Ah yes. Laura Mize was mortified when she found that mumsnet SN board had an "edited" version of her podcast because we simply found her comments too frightening and they made us angry! She came on here and apologised, have you seen the thread? She built up a practice with a different clientele to the mumsnet SN board and that impacted her tone. On a technical level Laura's list of stages was the best thing I found that sticks to language so I'm grateful for them.
For me, though, Laura's stages were more useful once I'd got more used to tuning in (and re-tuning in) to what was "really going on" with my emotions, with the DSs' world, with what they could-do-but-others-denied-it and with what they couldn't-do-but-I-wanted-to-tell-myself-they-could. This was, is and should be a work in progress because we are mothers and we are parenting, not doing experiments. I found this board very helpful for that, particularly some of the posters with profoundly disabled children (jimjamshaslefttheyurt), and particularly the shorter writings and online publications of Stanley Greenspan and his "floortime" approach. So improving the quality of my observations, acknowledging but not attempting to eliminate all the subjective emotions that I had, that my family had, the various agendas that those around me had, the "need" that professionals had to make us fit the box-that-happened-to-be-in-favour-that-year.

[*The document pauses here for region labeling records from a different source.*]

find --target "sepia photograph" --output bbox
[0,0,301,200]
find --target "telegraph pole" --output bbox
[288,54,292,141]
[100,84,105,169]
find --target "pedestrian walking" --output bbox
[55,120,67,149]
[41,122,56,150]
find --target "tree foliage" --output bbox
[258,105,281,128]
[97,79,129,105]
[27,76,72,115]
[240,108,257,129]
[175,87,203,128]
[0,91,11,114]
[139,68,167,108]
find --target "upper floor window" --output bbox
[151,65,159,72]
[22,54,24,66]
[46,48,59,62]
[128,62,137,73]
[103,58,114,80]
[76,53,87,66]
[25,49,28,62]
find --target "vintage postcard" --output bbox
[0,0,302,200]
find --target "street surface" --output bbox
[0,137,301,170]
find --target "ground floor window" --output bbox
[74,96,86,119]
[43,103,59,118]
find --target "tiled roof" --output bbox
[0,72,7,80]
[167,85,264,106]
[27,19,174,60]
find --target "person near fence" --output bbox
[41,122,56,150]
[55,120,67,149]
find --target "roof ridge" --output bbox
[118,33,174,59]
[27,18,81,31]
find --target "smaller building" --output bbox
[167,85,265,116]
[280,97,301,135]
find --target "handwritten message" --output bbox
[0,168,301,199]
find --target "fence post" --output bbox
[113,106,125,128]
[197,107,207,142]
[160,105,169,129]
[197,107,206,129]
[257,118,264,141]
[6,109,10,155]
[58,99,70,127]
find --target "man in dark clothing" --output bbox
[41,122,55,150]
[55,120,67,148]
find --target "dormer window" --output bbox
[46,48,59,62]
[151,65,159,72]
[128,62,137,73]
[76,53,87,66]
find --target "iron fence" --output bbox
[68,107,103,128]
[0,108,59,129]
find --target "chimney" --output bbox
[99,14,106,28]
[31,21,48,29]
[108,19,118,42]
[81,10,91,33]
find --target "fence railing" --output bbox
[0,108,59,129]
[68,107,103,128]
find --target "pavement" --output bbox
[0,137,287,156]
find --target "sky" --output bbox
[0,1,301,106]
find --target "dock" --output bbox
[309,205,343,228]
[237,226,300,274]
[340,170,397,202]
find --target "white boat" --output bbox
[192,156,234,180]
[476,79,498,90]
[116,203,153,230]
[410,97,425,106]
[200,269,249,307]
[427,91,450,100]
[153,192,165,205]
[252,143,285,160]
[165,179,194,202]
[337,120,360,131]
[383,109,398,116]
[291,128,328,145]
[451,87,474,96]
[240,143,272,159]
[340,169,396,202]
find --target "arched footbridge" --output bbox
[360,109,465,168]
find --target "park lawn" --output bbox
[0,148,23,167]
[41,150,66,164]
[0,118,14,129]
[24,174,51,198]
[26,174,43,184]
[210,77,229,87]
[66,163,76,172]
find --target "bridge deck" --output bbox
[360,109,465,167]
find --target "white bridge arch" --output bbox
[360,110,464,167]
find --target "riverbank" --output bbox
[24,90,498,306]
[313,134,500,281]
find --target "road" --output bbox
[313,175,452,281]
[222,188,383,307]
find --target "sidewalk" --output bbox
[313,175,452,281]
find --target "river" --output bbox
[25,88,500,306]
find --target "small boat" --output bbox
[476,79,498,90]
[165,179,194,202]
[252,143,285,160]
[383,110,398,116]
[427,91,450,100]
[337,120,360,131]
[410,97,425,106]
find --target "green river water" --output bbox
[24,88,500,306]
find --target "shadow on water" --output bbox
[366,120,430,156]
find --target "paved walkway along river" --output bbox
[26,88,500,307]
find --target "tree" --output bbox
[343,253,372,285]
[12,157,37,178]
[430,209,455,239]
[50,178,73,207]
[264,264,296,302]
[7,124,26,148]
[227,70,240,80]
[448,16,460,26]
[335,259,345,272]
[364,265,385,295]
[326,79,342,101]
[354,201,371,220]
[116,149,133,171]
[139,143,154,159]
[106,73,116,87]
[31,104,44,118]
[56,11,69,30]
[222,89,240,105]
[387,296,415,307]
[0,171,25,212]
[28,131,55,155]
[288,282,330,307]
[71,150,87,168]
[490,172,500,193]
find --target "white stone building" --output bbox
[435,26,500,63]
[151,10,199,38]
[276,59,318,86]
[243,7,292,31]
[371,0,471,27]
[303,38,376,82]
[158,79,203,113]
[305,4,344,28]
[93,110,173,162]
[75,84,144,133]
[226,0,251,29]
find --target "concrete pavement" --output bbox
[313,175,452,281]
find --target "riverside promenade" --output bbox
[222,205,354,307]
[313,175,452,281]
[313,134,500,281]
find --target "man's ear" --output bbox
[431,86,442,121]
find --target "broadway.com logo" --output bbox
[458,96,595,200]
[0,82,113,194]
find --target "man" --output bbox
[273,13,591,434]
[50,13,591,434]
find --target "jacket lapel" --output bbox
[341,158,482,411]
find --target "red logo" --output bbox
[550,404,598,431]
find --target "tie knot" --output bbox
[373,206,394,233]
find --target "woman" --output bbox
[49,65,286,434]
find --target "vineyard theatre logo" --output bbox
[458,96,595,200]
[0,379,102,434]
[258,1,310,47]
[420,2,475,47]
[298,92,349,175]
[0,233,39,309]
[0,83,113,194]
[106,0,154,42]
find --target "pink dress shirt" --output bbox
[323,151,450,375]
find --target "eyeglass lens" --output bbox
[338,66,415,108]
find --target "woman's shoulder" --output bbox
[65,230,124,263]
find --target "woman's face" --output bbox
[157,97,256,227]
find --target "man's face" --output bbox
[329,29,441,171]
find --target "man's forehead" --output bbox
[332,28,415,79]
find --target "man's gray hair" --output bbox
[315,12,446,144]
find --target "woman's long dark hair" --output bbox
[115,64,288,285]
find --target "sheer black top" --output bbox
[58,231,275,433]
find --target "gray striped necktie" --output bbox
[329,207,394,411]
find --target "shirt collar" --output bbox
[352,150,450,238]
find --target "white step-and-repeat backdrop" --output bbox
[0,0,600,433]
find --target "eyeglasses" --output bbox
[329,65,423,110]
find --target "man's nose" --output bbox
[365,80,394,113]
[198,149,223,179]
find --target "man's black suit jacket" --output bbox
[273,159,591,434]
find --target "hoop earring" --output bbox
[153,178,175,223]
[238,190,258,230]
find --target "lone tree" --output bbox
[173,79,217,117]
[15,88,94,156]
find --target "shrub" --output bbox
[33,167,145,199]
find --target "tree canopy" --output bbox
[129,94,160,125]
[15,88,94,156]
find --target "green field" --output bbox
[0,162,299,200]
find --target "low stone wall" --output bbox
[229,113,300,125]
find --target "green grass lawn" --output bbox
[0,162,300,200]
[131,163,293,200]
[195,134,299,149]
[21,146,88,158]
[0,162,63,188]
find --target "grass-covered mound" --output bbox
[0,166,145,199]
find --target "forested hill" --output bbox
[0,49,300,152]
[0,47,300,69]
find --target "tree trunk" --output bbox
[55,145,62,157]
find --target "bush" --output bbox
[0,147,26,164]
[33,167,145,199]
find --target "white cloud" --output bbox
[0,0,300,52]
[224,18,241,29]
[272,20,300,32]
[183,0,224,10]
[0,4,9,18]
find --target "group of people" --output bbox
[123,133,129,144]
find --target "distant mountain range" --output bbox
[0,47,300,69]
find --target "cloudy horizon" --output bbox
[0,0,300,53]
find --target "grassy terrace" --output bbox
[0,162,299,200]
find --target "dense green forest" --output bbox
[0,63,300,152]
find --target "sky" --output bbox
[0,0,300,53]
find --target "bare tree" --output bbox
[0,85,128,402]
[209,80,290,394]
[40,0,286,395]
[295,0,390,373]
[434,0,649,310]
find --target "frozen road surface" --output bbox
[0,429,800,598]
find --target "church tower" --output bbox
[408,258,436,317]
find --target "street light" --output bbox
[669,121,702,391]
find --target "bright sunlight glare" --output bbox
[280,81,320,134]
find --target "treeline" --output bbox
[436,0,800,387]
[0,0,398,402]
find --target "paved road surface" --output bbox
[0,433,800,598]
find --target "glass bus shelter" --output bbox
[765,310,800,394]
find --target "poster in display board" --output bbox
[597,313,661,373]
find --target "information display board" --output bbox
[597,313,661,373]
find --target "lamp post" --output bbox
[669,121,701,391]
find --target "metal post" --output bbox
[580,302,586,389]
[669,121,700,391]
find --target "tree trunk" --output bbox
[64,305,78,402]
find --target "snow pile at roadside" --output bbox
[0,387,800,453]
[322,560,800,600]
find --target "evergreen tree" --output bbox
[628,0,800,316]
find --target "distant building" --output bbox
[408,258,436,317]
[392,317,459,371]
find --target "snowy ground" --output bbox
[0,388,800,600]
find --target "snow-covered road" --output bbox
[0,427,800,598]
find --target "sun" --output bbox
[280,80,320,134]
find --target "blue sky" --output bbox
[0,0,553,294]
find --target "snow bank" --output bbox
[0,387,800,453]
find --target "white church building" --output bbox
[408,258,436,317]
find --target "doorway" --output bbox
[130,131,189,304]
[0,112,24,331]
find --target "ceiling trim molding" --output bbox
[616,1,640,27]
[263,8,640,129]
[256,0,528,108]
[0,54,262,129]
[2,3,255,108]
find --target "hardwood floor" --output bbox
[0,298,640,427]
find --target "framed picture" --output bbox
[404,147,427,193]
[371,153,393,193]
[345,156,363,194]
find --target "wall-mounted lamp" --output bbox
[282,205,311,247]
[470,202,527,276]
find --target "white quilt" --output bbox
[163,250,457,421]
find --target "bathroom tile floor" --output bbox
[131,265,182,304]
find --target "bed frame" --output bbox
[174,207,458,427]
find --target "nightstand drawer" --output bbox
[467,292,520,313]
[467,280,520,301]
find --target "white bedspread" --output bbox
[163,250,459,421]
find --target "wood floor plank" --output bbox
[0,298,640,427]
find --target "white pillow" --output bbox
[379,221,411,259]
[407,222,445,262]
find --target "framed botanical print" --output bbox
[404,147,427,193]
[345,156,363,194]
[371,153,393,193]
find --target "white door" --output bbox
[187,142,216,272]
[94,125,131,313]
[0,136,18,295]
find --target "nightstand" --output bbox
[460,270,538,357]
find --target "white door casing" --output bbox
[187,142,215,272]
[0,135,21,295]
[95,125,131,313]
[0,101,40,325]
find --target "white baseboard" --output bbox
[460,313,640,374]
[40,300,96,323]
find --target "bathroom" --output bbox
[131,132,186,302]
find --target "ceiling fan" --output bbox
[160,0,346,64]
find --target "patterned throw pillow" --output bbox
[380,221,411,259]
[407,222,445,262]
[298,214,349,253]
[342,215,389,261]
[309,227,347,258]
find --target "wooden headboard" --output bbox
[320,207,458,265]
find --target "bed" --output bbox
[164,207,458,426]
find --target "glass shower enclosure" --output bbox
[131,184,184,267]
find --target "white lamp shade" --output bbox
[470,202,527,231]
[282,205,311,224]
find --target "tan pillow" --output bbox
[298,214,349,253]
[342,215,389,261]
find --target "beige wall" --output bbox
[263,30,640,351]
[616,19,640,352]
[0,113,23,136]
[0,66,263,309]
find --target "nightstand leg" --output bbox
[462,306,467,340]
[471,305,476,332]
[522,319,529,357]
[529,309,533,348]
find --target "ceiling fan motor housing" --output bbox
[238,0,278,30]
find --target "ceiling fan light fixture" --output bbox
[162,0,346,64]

Where does your Camerata point take you? Is it that you have some doubts about the best approach?
Hanen will help you "clear the ground" of less effective strategies that you may be employing and for me is its great gift. It greatly increases the chances that you will then identify and push at stuff that needs pushing but without disrupting your relationship/pleasure in him.
To answer your direct question, my older son at 18 months literally didn't grasp that words aren't just music, that they do work. So repeating them helped.